In the aftermath of the riots, Furutani and other school officials say they have stepped up efforts to develop programs that encourage racial sensitivity among both students and teachers.
The students' letters and drawings were mailed to Bradley and county Supervisor Gloria Molina as part of a current events assignment. Their teacher, Clarissa Roberson, had lectured about the local furor over the Los Angeles County Transportation Commission's plan to allow a Japanese firm to build trains for the Metro Green Line.
One drawing said "Americans, yes! Japanese, No! Vote Again! Before the Japanese Bomb the U.S.A. again." Another showed a figure, apparently an American, kicking another person with slanted eyes.
During a February speech, Bradley displayed one of the pictures as he denounced the wave of Japan-bashing that emerged after the commission decided to award the Green Line contract to Japanese-owned Sumimoto Corp. The commission later canceled the contract.
"I worry that teachers, parents and televised politicians have thoughtlessly planted the seeds of hatred in young minds," Bradley said during the Feb. 13 speech. "I fear that these seeds will grow and that our youngsters will turn against all Americans of Japanese ancestry."
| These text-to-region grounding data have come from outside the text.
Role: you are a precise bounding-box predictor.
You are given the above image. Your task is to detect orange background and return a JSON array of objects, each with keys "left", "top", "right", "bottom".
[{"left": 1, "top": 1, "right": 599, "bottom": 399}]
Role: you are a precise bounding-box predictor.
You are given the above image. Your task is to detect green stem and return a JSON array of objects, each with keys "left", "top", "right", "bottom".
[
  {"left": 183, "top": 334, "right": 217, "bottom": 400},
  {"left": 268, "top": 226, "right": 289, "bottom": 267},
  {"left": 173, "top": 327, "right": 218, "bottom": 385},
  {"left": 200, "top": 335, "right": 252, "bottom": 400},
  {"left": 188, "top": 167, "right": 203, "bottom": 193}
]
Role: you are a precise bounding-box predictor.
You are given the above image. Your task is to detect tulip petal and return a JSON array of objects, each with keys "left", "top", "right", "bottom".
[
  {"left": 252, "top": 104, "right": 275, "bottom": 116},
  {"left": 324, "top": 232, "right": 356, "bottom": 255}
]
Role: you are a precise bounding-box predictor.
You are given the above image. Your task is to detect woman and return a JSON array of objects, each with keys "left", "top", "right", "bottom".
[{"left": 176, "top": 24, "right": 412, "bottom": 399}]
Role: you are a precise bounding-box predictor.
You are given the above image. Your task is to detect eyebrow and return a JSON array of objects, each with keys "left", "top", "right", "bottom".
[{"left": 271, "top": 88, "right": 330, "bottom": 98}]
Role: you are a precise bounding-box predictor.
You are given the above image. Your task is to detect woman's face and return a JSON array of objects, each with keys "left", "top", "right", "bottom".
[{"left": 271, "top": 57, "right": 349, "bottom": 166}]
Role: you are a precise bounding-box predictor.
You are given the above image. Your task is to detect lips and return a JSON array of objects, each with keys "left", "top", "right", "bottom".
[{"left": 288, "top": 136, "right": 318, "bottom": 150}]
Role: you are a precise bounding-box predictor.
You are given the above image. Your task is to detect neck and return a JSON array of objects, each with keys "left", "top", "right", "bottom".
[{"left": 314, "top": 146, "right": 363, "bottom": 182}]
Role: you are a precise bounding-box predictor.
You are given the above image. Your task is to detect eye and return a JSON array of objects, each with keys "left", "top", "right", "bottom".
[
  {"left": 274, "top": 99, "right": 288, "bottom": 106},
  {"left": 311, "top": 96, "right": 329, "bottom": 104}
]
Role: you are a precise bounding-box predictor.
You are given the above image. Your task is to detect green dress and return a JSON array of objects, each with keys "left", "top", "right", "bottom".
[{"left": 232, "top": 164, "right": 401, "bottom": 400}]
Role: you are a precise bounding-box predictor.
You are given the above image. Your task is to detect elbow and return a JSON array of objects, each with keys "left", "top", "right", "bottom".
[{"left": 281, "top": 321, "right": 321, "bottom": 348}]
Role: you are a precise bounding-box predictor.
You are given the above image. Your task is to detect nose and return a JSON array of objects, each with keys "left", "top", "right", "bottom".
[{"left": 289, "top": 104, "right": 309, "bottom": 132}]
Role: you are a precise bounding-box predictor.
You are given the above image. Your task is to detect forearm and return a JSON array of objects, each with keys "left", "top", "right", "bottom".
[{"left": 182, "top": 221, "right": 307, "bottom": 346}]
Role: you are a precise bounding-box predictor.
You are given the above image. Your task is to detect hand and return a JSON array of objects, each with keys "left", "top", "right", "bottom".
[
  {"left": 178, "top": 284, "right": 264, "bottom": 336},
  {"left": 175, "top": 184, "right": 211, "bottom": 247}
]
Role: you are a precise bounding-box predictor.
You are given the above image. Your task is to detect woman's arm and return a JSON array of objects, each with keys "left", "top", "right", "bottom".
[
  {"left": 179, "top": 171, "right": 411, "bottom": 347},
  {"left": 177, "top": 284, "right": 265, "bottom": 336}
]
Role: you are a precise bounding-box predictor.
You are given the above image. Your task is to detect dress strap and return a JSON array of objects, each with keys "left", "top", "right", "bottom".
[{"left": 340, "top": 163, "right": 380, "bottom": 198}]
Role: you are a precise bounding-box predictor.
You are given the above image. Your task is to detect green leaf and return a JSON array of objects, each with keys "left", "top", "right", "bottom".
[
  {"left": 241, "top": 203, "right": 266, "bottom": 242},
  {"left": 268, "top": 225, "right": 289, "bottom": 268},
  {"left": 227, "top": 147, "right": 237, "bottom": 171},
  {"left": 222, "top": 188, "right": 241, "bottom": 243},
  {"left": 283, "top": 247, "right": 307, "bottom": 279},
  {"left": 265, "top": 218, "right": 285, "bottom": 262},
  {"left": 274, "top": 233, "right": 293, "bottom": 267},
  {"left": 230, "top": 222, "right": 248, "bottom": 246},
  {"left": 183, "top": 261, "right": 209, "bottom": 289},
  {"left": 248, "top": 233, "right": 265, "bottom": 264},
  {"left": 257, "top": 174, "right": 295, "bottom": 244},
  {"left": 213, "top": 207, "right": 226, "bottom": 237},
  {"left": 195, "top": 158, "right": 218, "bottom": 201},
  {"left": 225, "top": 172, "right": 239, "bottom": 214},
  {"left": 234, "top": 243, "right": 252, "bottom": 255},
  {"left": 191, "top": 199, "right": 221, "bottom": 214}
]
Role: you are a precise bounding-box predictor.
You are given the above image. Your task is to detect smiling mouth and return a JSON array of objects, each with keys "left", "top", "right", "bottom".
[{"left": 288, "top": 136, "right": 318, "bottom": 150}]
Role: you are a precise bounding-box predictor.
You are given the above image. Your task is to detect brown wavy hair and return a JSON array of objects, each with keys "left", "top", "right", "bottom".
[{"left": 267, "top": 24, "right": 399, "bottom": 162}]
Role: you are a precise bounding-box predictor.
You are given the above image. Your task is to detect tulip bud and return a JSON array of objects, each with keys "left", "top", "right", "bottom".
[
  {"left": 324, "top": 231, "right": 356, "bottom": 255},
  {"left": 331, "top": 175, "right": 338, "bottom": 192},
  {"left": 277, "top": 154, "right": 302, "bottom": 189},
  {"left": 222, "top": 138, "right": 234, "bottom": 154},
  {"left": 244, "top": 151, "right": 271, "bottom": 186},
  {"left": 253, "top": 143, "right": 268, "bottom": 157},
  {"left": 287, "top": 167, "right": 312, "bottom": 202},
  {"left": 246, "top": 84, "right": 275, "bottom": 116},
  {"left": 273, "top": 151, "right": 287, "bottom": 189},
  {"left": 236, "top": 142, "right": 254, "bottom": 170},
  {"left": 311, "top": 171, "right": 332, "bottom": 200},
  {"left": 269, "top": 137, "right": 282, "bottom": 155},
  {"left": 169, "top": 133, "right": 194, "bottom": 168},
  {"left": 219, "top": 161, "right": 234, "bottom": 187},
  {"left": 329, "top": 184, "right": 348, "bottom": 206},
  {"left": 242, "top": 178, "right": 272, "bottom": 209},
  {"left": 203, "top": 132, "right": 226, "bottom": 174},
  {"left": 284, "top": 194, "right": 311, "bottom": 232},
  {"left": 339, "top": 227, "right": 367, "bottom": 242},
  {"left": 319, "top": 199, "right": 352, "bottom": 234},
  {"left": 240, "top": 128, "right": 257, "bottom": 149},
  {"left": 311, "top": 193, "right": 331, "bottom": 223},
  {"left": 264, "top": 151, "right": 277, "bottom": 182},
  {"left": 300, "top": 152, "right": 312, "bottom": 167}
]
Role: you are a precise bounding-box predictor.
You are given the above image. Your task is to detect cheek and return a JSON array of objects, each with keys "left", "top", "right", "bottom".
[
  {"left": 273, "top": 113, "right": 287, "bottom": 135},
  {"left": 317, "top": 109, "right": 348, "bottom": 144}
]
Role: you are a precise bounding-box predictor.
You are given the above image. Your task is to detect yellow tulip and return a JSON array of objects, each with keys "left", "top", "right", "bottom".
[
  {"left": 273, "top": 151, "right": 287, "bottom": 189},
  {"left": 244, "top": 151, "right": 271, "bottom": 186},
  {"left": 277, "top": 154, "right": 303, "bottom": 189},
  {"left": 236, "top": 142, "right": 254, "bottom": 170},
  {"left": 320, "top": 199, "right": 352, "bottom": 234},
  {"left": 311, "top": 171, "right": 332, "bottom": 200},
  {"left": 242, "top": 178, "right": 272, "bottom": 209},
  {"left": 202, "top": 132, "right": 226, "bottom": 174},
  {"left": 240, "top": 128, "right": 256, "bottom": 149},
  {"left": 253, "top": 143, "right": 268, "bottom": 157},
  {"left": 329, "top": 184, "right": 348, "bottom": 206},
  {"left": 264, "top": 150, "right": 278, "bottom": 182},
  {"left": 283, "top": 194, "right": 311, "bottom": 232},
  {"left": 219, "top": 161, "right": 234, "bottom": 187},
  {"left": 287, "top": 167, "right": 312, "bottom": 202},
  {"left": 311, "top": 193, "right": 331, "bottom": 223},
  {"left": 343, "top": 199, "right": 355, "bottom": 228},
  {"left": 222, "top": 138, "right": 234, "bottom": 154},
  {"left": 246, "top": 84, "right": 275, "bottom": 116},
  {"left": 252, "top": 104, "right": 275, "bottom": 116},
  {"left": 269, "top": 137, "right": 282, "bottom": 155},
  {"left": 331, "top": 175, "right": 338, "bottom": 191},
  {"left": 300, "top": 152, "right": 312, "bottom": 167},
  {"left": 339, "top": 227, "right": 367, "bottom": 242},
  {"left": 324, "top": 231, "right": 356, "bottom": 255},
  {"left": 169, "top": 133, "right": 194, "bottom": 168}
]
But Roberson said she does not believe the children intended to make racist comments, and speculated that their drawings reflected neighborhood tensions between some black and Latino residents and Korean merchants, whom they may have confused with Japanese-Americans.
And because the community has such high unemployment, the children also understand the importance of preserving job opportunities here, she said.
Roberson had talked with her students about the need for Americans to be competitive in the work force and stressed the importance of writing letters to elected officials to peacefully protest. Roberson said she reviewed the letters, but did not see the drawings that were to be included in the package.
After Bradley publicized the letters, Furutani and other school board members received numerous calls from angry Japanese-Americans. Molina also visited the class, which is mostly Latino, to address the controversy.
Assistant Principal Judy Franks said administrators reviewed Roberson's lecture and were satisfied that she had explained both sides of a controversial issue. Several of the teacher's colleagues and Furutani said they applaud her effort to challenge her students to think about difficult political issues.
"This issue was hot and I'm pleased she elicited responses from students," Furutani said. "Obviously it wasn't a controlled response and she did not attempt to censor them."
The school board president, one of the highest ranking Japanese-American politicians in the nation, used food and a world map to drive home his message of understanding racial diversity.
Pointing to Japan and showing how it is surrounded by the ocean, he urged the youngsters to think about why Japanese would eat seaweed, and prodded them to try it before passing judgment on its taste.
"When we see something and don't know or understand what it is, sometimes you think you won't like it, you start to prejudge it," he said. "Sometimes it can even happen with people."
After asking students to point out the countries where they and their families were born, the classroom map was dotted from Israel to Central America to Argentina.
"In Los Angeles people from all over the world have to live together," Furutani said. "Before you decide whether you like someone or not you have to try and get to know them."
One Latino boy chuckled when he realized that he was a second-generation American, or a Nisei in Japanese culture. Others were surprised to learn that Cinco de Mayo is Children's Day in Japan.
Jimmy Tokeshi, regional director of the Japanese American Citizens League, welcomed Furutani's lesson, even months after the political debate.
"In the aftermath of the riots it's important that we keep pressing the notion that playing to racial emotions is a very divisive means to meet political objectives," Tokeshi said. "It's unfortunate when kids get caught up in it."